The Soliton is a complete package for less than $3,000. It includes the contactor, the precharge resistor, the connections for external gauges. It will work with any voltage from 8 to 340 although it's recommended to keep nominal pack voltage under 300. It'll pass 1000 amps continuously if it's water cooled, or for 20 seconds plus or minus if it's air cooled. It has internal circuitry to protect itself from meltdowns. It's available within a week of ordering. It'll work with most throttles.

The Warp controller is not a complete package. The base unit will support up to 160v and up to 1000amps, but it requires a liquid cooling package. it is not rated for air cooling. It has external connectors for a proprietary data input/output panel. It does not include a contactor or precharge resistor. It has internal circuitry to protect itself from meltdowns. It is upgradable by the owner. It is not currently available, and requires a 2 month lead-time to order. It requires a hall effect throttle. The warrantee requires that it is fused. 

By the time a new builder has bought all the external items needed to make a Warp controller fully functional, they would have spent within $100-200 of the cost of a Soliton1. There have been many testimonies in these threads of the stamina of the Soliton1. There have not been any so far on the Warp controller. I'm told by Warp dealers that they have many satisfied customers, but so far I have not received any names or numbers that I've asked for, so I can contact them directly for their evaluation. I see that not as a problem with the controller, but a lack of communication on the dealer's part.

I'm preparing my EV to endure a 4,000 mile drive to be done in one month. I want reliable parts for that trip. I think both the Netgain Warp controller and the Soliton1 would fill that need for me. My money will be invested in a Soliton (1 or Jr).


----------



## Yabert (Feb 7, 2010)

> I was going to stay out of this thread because I'm obviously biased and not even slightly apologetic about it


Hi Tesseract

I'm really interested by what you think about the Netgain controller because you know better than all us what is a good controller.

So I need to know why choose your Soliton instead Warp drive. I know the 4x shorter lead time and the build in contactor.
Exept this points, what have the soliton in more than the Warp drive??


----------



## Tesseract (Sep 27, 2008)

Yabert said:


> I'm really interested by what you think about the Netgain controller...


I don't know anything more about the NetGain controller than what I can read on their website... sorry.


----------



## LithiumaniacsEVRacing (Oct 9, 2010)

*Lithiumaniacs EV Drag Racing Team* uses the Soliton 1 Controller. We feel its the most advanced controller on the market. 

*www.ECEDRA.com*


----------



## Guest (Oct 9, 2010)

No one has come forward that has one of the Netgain controllers. The Soliton controller has a proven track record and has shown it's stamina and quality of build.
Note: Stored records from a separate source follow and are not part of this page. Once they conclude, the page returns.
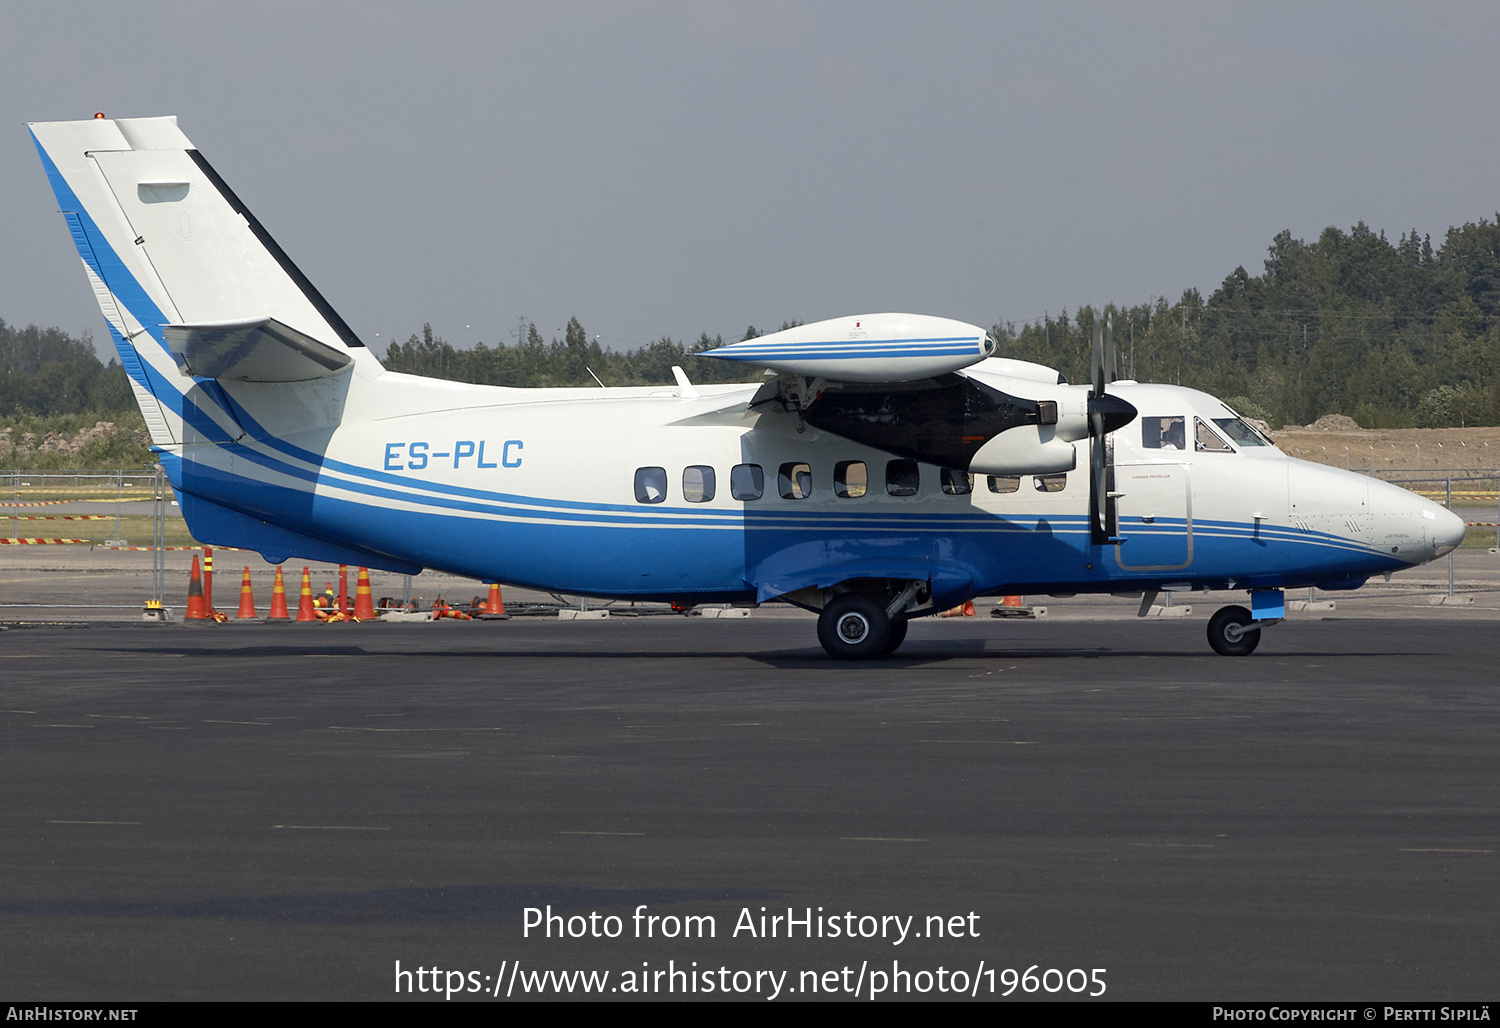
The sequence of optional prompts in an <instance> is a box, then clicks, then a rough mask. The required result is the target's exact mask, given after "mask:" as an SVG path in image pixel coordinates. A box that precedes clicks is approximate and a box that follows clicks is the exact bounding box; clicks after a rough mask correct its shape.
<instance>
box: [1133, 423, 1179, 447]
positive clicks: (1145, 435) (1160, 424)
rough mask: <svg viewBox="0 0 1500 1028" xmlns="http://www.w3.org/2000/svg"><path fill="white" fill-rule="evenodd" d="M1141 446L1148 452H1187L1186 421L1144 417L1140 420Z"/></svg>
mask: <svg viewBox="0 0 1500 1028" xmlns="http://www.w3.org/2000/svg"><path fill="white" fill-rule="evenodd" d="M1140 444H1142V447H1143V449H1148V450H1185V449H1188V444H1187V419H1184V417H1143V419H1140Z"/></svg>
You'e be hard pressed to find fault with one of these beauties. 

Pete


----------



## LithiumaniacsEVRacing (Oct 9, 2010)

gottdi said:


> No one has come forward that has one of the Netgain controllers. The Soliton controller has a proven track record and has shown it's stamina and quality of build. You'e be hard pressed to find fault with one of these beauties.
> 
> Pete


I agree 100%. I am sure we will see a Racing Version with more Amps coming!


----------



## Guest (Oct 9, 2010)

That would be sweet. A contender to the Zilla. I think the Soliton will prevail. Can't wait to see one at the track. If someone already has let us know. Let us see, and by all means show the video. Please. 

Pete


----------